Waymo est issu du Google Self-Driving Car Project et exploite déjà des services de mobilité sans conducteur aux États-Unis. Son arrivée à Berlin ne constituerait toutefois pas un simple transfert d’un système existant. Les nombreuses pistes cyclables, les chantiers changeants, les tramways, les rues secondaires étroites et les situations de circulation souvent ambiguës imposent des exigences élevées aux capacités de perception et à la logique décisionnelle.

Le système de Waymo combine des caméras, des radars et des LiDAR avec des cartes détaillées. Dans une zone d’exploitation autorisée, le véhicule doit pouvoir circuler de manière autonome au niveau 4, sans qu’une personne ait à surveiller constamment la circulation.

Cette approche se distingue des systèmes d’assistance actuels, qui nécessitent pour la plupart une supervision. Avec FSD et la plateforme HW4, Tesla développe une approche reposant davantage sur les caméras, tandis que Waymo mise sur une flotte de robotaxis opérant dans un périmètre clairement défini et dotée de nombreux capteurs. Des constructeurs comme Xpeng font également progresser les fonctions de conduite autonome avec VLA 2.0, mais suivent leurs propres stratégies techniques et commerciales.

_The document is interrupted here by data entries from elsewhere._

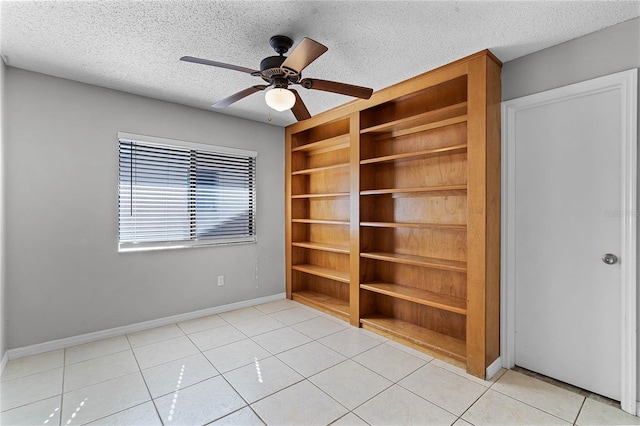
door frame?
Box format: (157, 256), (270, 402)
(500, 68), (640, 415)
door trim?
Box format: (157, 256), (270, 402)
(500, 68), (640, 415)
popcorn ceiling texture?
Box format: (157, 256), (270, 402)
(0, 1), (640, 126)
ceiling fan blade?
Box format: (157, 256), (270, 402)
(280, 37), (329, 74)
(180, 56), (260, 74)
(289, 89), (311, 121)
(300, 78), (373, 99)
(211, 84), (269, 108)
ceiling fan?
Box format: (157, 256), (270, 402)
(180, 35), (373, 121)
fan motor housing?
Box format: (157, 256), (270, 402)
(260, 56), (300, 83)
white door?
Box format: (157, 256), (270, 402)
(505, 70), (637, 410)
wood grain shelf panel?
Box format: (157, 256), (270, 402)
(360, 282), (467, 315)
(291, 219), (349, 225)
(291, 163), (350, 176)
(360, 252), (467, 272)
(291, 192), (349, 199)
(291, 241), (349, 254)
(292, 291), (349, 321)
(360, 143), (467, 165)
(360, 102), (467, 137)
(291, 135), (351, 155)
(360, 315), (467, 362)
(360, 185), (467, 195)
(360, 222), (467, 232)
(291, 264), (349, 284)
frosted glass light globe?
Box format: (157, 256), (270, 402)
(264, 87), (296, 111)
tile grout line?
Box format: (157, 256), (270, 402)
(124, 327), (161, 425)
(573, 397), (587, 425)
(58, 348), (67, 426)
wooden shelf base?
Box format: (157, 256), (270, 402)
(360, 222), (467, 232)
(291, 241), (349, 254)
(292, 291), (349, 321)
(360, 315), (467, 362)
(360, 252), (467, 272)
(360, 102), (467, 137)
(360, 143), (467, 165)
(360, 282), (467, 315)
(291, 264), (349, 284)
(291, 219), (349, 225)
(360, 185), (467, 197)
(291, 135), (351, 155)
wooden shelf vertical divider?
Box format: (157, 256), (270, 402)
(349, 112), (360, 327)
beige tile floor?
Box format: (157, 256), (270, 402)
(0, 300), (640, 426)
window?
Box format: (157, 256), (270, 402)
(118, 133), (257, 251)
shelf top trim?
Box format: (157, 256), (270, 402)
(285, 49), (502, 134)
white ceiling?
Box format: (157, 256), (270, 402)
(0, 1), (640, 126)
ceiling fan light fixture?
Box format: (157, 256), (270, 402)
(264, 87), (296, 111)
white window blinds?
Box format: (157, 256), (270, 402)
(118, 137), (256, 251)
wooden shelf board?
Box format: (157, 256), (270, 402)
(291, 264), (349, 284)
(360, 102), (467, 137)
(360, 222), (467, 232)
(360, 315), (467, 362)
(291, 163), (350, 176)
(360, 282), (467, 315)
(291, 135), (351, 154)
(291, 192), (349, 199)
(360, 185), (467, 195)
(360, 144), (467, 165)
(291, 219), (349, 225)
(291, 241), (349, 254)
(292, 291), (349, 321)
(360, 252), (467, 272)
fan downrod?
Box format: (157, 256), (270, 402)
(269, 35), (293, 56)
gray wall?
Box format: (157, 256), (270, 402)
(502, 18), (640, 396)
(0, 59), (7, 359)
(5, 67), (285, 349)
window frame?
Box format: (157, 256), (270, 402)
(116, 132), (258, 253)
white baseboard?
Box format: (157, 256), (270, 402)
(2, 293), (286, 360)
(0, 351), (9, 376)
(486, 357), (502, 380)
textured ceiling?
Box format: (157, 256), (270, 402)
(0, 1), (640, 126)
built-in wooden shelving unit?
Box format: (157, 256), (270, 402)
(286, 51), (501, 377)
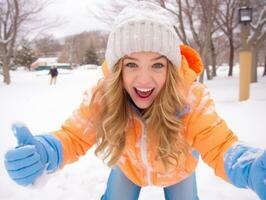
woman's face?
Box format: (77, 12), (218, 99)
(122, 52), (167, 109)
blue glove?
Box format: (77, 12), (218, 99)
(5, 123), (62, 185)
(224, 143), (266, 200)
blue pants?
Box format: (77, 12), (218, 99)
(101, 167), (199, 200)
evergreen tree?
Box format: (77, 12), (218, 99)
(14, 43), (37, 69)
(84, 47), (99, 65)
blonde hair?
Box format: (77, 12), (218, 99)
(91, 59), (188, 167)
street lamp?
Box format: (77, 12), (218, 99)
(238, 5), (252, 101)
(238, 6), (252, 25)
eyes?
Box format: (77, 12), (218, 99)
(124, 62), (165, 69)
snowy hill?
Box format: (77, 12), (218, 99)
(0, 68), (266, 200)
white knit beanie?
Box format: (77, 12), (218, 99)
(105, 1), (181, 70)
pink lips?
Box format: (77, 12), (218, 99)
(134, 88), (154, 99)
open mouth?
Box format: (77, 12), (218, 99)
(134, 87), (154, 98)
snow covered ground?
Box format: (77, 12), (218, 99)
(0, 68), (266, 200)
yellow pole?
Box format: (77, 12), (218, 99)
(239, 51), (252, 101)
(239, 0), (252, 101)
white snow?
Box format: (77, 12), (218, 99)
(0, 65), (266, 200)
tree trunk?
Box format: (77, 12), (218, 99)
(250, 46), (258, 83)
(3, 56), (11, 85)
(228, 37), (234, 76)
(199, 69), (205, 83)
(262, 50), (266, 76)
(211, 40), (217, 77)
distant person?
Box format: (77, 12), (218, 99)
(49, 65), (58, 85)
(2, 1), (266, 200)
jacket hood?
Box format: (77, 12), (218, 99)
(101, 45), (203, 84)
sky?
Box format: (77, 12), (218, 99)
(38, 0), (108, 38)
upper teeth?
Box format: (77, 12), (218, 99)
(137, 88), (152, 92)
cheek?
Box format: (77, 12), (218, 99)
(156, 73), (166, 89)
(122, 70), (132, 92)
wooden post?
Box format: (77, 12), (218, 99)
(239, 51), (252, 101)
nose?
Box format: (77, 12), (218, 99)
(137, 68), (152, 85)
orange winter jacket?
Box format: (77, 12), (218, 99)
(53, 45), (237, 186)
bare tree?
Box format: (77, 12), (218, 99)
(0, 0), (53, 84)
(34, 35), (63, 57)
(88, 0), (136, 27)
(215, 0), (239, 76)
(59, 31), (108, 64)
(160, 0), (218, 81)
(247, 2), (266, 83)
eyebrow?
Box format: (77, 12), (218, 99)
(124, 55), (165, 61)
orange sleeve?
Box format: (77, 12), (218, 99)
(53, 88), (97, 166)
(186, 83), (238, 181)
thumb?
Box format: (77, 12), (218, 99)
(12, 122), (36, 145)
(260, 150), (266, 169)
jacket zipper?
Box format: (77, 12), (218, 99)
(140, 119), (152, 185)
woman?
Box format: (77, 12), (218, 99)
(5, 2), (266, 200)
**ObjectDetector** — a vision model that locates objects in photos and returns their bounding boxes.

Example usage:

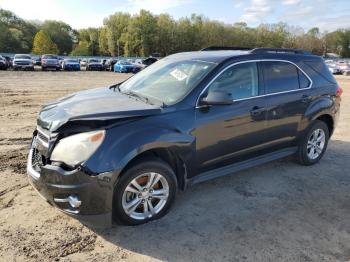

Les autorisations dont Waymo a besoin en Allemagne

La technologie ne suffira pas à lancer le service berlinois. Pour les véhicules autonomes de niveau 4, l’Allemagne prévoit plusieurs étapes d’autorisation relevant de différentes administrations.

  1. Essais : pour effectuer des trajets d’essai, Waymo doit obtenir une autorisation du Kraftfahrt-Bundesamt, l’Autorité fédérale allemande des transports motorisés.
  2. Exploitation régulière : il faudrait ensuite obtenir une autorisation d’exploitation du Kraftfahrt-Bundesamt ainsi que l’approbation d’une zone d’exploitation définie par l’autorité compétente du Land, c’est-à-dire de l’État fédéré allemand concerné.
  3. Transport de passagers : les trajets payants nécessiteraient en outre une autorisation commerciale au titre du Personenbeförderungsgesetz, la loi allemande sur le transport de personnes.

Ce dernier point devrait être particulièrement complexe sur le plan juridique. La réglementation du transport de personnes est conçue pour les taxis et les voitures de location avec chauffeur humain. Pour des robotaxis entièrement dépourvus de conducteur, les responsabilités, la supervision technique et les obligations d’exploitation doivent donc être clairement définies.

Ce qu’un service de robotaxis signifierait pour Berlin

La réussite des essais pourrait faire de Berlin l’une des premières villes européennes à accueillir un service commercial de niveau 4 de grande ampleur. Pour les passagers, les principaux avantages seraient une disponibilité élevée, la réservation numérique des trajets et un fonctionnement homogène.

La capacité des robotaxis à désengorger réellement la circulation urbaine dépendra toutefois de leur modèle d’utilisation. S’ils complètent les bus et les trains aux heures creuses ou dans les secteurs mal desservis, ils pourront combler certaines lacunes en matière de mobilité. En revanche, s’ils remplacent surtout des trajets qui auraient autrement été effectués en transports en commun, ils pourraient engendrer une circulation supplémentaire.

La taille de la zone d’exploitation, la tarification et l’intégration aux transports publics existants resteront donc déterminantes. Avant que ces questions ne deviennent pertinentes, Waymo devra toutefois officialiser ses projets berlinois et mener à bien la procédure d’autorisation allemande.